Lo stesso mestiere dell’editore, su cui convergono le diverse specialità, le molteplici voci della produzione, è più proteiforme di una divinità pagana. Lettore di prima istanza, valutatore, ascoltatore, organizzatore, imprenditore, agente di marketing… Già, agente di marketing. Scrive Ferrari: “Da un certo punto di vista, in questo settore, tutto è marketing. Nel senso che l’editoria libraria è l’unica attività produttiva che non produce e non è proprietaria del suo stesso prodotto. Possiede certo l’oggetto fisico, il volume stampato, ma non il contenuto, che le è stato dato solo su licenza e per un tempo determinato. Se il vero produttore è dunque l’autore, che il libro lo ha ideato e realizzato, l’editore viene ad essere l’agente di marketing, colui che il prodotto lo configura, lo mette sul mercato e si industria per portarlo al successo”.

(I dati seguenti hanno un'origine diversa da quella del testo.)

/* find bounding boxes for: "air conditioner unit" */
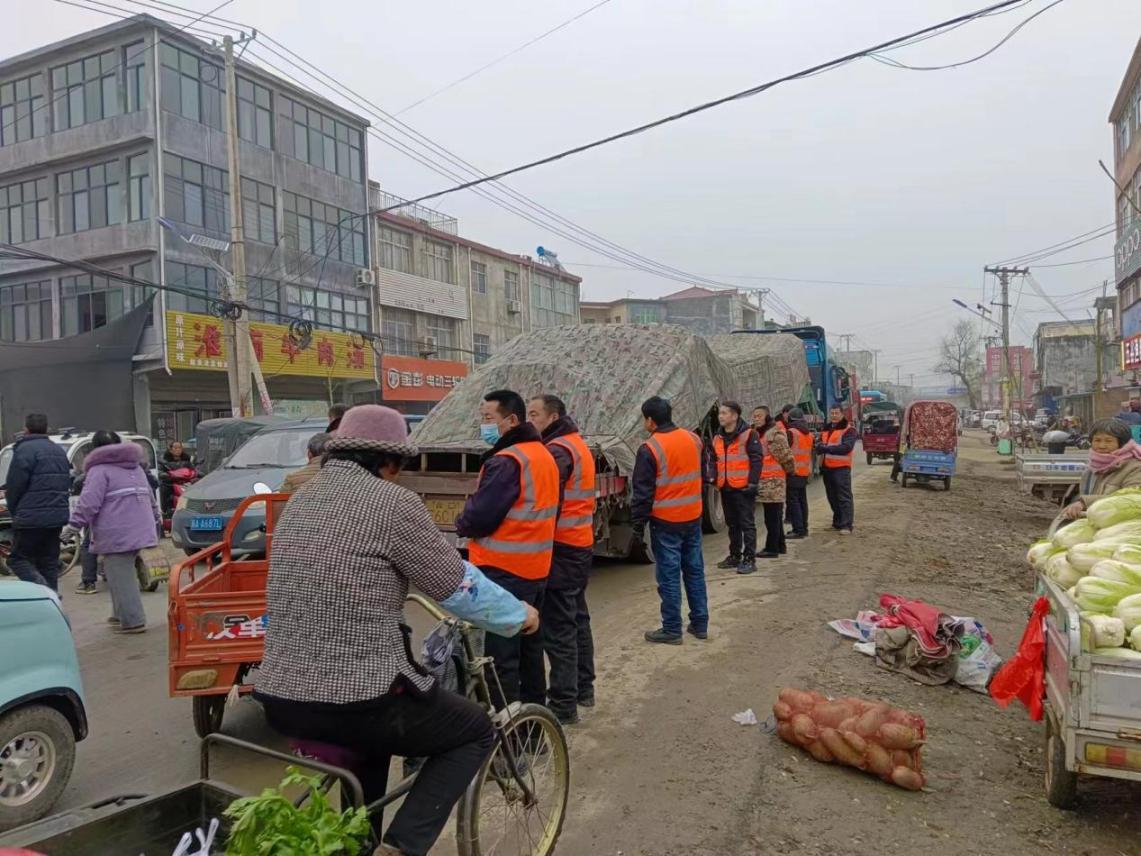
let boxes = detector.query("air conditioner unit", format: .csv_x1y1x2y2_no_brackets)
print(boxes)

Successo che in un Paese allergico alla lettura arride a pochi. Sono moltissimi i veri capitani coraggiosi che da Treves e Sonzogno fino ai giorni nostri hanno affrontato e affrontano i marosi della navigazione libraria. In tanti non sfuggono al naufragio, in tanti devono riparare in porti più sicuri. In pochi, vincenti, possono esultare come Cristoforo Colombo (1451-1506). E se alcuni hanno gioito, il trapasso generazionale ha spesso sconvolto piani e scatenato pianti. I loro ritratti, le loro vicende, i loro interpreti (da Mondadori a Rizzoli, da Feltrinelli a Berlusconi, dai grandi ai piccoli, dai nomi storici alle nuove leve) sono illustrati da Ferrari con partecipazione e equilibrio, , avrebbe detto Tacito (55-117 dopo Cristo). Equidistanza, ma anche equivicinanza. Rectius: vicinanza-vicinanza.

Un grande romanzo l’editoria libraria italiana. Il cui fascino, nonostante Internet e nonostante i conti economici sovente in profondo rosso, resiste alla rivoluzione dei tempi. E poi, è come il finale di Via col vento: domani è sempre un altro giorno.